The Home Secretary made clear she would not resign over the treatment of the Windrush generation, and secured the support of Downing Street and Conservative MPs.
But in a sign of the pressure Ms Rudd has faced over the past week, she refused to say if she had offered her resignation to the Prime Minister.
The Home Secretary was told she has the “total support” of Conservative MPs after being summoned to the Commons to explain why she told a committee on Wednesday that no targets exist for removing people from the UK.
She admitted the Home Office used ”local targets” for “internal performance management”, but said she hadn’t been aware of them and promised to ban them if they were being used “inappropriately”.

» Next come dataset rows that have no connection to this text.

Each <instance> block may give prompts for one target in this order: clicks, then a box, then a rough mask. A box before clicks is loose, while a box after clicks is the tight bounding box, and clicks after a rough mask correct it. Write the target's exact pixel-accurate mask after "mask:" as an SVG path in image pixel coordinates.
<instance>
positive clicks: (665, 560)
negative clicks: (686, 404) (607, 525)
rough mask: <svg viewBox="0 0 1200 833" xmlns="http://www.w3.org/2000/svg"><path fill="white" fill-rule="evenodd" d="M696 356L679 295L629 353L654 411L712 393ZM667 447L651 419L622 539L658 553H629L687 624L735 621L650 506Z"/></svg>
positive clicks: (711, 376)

A 2015 report that came to light yesterday showed the Home Office did set targets for voluntary departures of people who could not lawfully stay in the UK. Civil Service union leaders said there were local targets for deportations.
SNP MP Alison Thewliss told Ms Rudd she had presided over “a litany of callous incompetence in the Home Office department”.

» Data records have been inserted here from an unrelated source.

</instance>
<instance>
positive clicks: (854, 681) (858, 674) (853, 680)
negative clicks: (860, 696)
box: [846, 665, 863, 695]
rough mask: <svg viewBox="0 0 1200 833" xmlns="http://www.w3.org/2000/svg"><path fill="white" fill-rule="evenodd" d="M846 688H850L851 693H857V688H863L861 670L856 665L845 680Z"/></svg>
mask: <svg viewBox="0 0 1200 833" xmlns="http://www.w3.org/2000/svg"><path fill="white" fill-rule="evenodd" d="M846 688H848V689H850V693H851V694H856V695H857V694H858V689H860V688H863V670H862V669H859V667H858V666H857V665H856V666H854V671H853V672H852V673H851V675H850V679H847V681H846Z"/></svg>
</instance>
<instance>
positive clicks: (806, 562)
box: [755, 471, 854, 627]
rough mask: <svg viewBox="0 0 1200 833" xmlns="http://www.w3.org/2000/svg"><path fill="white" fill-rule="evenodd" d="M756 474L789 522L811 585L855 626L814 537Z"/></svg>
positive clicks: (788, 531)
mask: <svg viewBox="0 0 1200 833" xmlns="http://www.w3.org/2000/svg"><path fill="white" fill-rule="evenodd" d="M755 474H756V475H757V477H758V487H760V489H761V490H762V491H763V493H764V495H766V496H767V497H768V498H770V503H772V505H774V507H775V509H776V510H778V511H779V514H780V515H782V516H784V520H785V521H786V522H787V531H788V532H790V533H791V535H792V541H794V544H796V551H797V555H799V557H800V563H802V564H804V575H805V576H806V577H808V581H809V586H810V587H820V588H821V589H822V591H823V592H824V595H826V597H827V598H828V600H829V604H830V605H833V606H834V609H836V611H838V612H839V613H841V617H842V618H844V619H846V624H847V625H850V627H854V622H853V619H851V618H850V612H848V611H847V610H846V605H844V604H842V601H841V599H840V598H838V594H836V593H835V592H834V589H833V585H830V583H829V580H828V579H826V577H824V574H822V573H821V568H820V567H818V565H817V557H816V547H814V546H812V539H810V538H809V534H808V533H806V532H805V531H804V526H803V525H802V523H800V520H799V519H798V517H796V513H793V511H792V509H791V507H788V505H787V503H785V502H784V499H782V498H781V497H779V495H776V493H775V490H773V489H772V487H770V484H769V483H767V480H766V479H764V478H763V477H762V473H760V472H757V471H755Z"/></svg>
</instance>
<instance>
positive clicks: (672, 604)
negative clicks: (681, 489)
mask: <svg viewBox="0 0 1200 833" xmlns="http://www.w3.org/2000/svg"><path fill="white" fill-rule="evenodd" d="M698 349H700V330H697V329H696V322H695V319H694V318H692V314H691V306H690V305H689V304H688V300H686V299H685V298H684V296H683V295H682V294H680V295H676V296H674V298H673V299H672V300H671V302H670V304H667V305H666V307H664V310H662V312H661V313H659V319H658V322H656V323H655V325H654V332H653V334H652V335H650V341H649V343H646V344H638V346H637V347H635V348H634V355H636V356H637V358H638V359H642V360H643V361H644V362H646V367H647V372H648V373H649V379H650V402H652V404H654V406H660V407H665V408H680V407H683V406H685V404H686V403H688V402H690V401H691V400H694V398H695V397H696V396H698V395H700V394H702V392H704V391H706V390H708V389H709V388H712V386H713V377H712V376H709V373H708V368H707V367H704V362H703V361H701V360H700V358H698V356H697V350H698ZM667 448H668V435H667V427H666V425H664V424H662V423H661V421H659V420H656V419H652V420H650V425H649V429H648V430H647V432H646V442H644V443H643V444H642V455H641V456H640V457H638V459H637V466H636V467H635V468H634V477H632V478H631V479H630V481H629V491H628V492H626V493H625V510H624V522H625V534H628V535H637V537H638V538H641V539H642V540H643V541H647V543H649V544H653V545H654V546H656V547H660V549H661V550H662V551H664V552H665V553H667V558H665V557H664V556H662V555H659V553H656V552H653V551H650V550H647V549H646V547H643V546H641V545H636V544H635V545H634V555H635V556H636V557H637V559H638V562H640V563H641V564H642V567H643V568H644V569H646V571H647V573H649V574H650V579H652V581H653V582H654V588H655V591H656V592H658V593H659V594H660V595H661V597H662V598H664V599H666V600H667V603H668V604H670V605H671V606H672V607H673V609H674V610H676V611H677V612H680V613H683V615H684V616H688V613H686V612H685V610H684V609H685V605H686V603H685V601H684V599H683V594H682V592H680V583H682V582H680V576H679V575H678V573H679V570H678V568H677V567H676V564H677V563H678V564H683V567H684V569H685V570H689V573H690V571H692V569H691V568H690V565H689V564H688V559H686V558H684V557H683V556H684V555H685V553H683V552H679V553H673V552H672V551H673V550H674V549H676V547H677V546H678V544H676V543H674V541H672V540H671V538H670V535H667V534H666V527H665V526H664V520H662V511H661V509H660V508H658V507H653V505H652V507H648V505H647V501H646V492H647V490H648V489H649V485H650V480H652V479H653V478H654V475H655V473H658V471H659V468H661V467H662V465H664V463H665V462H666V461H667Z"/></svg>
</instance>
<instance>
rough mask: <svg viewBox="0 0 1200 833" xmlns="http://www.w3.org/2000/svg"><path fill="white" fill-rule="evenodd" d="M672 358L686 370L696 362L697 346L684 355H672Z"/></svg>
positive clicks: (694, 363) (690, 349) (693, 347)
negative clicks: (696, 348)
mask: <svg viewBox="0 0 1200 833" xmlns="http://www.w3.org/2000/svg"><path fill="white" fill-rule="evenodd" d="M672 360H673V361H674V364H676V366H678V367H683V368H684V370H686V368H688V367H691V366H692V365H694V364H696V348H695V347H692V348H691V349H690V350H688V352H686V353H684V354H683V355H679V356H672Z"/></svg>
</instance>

“The Home Secretary must come clean over this shameful scandal, stop shielding the Prime Minister, and do the right thing and resign,” Ms Thewliss said.

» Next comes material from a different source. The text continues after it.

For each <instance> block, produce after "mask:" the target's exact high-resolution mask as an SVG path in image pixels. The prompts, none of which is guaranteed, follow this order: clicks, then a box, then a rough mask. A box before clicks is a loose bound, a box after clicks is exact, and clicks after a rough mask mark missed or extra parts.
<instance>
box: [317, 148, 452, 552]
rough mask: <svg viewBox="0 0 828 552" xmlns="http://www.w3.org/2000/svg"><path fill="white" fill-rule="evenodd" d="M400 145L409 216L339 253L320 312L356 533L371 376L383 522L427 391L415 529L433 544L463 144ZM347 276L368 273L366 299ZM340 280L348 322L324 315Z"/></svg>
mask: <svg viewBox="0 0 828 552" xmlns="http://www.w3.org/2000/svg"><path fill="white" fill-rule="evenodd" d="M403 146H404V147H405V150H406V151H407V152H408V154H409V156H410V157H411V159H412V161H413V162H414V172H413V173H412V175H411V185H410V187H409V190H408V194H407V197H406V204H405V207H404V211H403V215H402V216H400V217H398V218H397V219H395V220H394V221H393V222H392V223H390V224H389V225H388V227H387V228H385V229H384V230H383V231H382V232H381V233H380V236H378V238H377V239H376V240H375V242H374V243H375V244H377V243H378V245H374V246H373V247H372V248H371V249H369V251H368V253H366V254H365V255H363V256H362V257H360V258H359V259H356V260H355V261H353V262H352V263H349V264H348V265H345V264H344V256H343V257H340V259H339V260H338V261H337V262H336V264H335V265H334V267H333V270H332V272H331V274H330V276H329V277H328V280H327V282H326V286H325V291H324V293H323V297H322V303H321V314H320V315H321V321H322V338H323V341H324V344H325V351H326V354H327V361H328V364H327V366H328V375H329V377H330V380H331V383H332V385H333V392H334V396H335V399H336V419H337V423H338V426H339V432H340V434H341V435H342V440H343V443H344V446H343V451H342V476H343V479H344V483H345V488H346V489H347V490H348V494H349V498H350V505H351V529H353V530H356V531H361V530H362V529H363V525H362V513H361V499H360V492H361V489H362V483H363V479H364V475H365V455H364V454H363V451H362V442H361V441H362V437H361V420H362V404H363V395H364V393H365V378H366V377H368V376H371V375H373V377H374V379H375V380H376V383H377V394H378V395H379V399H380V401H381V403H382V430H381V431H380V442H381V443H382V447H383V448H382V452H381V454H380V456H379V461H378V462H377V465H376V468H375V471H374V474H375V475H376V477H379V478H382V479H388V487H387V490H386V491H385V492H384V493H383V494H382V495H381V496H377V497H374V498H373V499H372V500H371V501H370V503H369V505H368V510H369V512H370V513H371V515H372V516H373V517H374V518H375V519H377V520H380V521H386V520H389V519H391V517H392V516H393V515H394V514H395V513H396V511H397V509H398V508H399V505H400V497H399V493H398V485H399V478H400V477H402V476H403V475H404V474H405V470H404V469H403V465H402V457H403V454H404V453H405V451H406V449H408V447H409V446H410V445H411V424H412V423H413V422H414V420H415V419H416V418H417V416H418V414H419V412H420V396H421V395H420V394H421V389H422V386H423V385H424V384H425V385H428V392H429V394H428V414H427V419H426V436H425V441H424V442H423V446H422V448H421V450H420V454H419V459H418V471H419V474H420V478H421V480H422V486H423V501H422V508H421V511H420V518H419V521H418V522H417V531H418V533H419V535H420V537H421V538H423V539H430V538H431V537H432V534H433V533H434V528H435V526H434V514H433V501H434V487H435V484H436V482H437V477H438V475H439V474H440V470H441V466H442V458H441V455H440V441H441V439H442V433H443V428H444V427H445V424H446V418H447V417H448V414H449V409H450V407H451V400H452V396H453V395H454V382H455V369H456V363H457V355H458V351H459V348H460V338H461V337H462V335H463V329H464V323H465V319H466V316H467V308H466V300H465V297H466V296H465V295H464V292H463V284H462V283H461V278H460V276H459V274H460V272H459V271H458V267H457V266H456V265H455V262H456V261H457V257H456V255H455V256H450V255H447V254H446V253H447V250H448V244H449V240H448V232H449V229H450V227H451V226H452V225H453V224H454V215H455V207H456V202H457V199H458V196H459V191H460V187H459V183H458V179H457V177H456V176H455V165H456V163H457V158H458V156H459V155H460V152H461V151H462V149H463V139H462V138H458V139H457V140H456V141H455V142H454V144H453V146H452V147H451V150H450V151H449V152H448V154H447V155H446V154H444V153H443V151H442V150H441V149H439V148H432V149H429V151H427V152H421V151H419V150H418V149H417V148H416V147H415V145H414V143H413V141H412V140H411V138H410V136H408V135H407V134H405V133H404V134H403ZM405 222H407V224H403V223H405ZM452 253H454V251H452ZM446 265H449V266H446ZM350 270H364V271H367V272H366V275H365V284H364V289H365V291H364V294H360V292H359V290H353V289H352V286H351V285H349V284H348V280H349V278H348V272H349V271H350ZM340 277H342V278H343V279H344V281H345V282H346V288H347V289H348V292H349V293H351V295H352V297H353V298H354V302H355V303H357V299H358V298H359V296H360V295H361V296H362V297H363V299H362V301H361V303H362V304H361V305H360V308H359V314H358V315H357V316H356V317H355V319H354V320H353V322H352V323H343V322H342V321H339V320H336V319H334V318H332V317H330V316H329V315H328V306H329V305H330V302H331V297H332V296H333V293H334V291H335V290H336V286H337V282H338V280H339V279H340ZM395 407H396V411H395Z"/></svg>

Later, speaking to journalists at a Westminster lunch event, Ms Rudd said: “I have not approved or seen or cleared any targets for removals looking ahead, and looking ahead I will not be doing that.”
The Home Secretary said she felt “very serious and responsible”, outlining a series of changes for her department.
“I want to make sure we focus more on the individual,” Ms Rudd said. “I’m confident that we will see a marked change in tone.”
Asked whether she regarded herself as a future leadership contender, she said: “I’m pretty much focused on what I have got to do now. I am not thinking about any balls coming out to the boundary, I’m just thinking about staying in the game.”
Ms Rudd denied she had been used as a “human shield” to deflect criticism away from Prime Minister Theresa May. But she did joke that she was unable to take advantage of ministers’ usual first line of defence in a crisis, “blaming your predecessor”.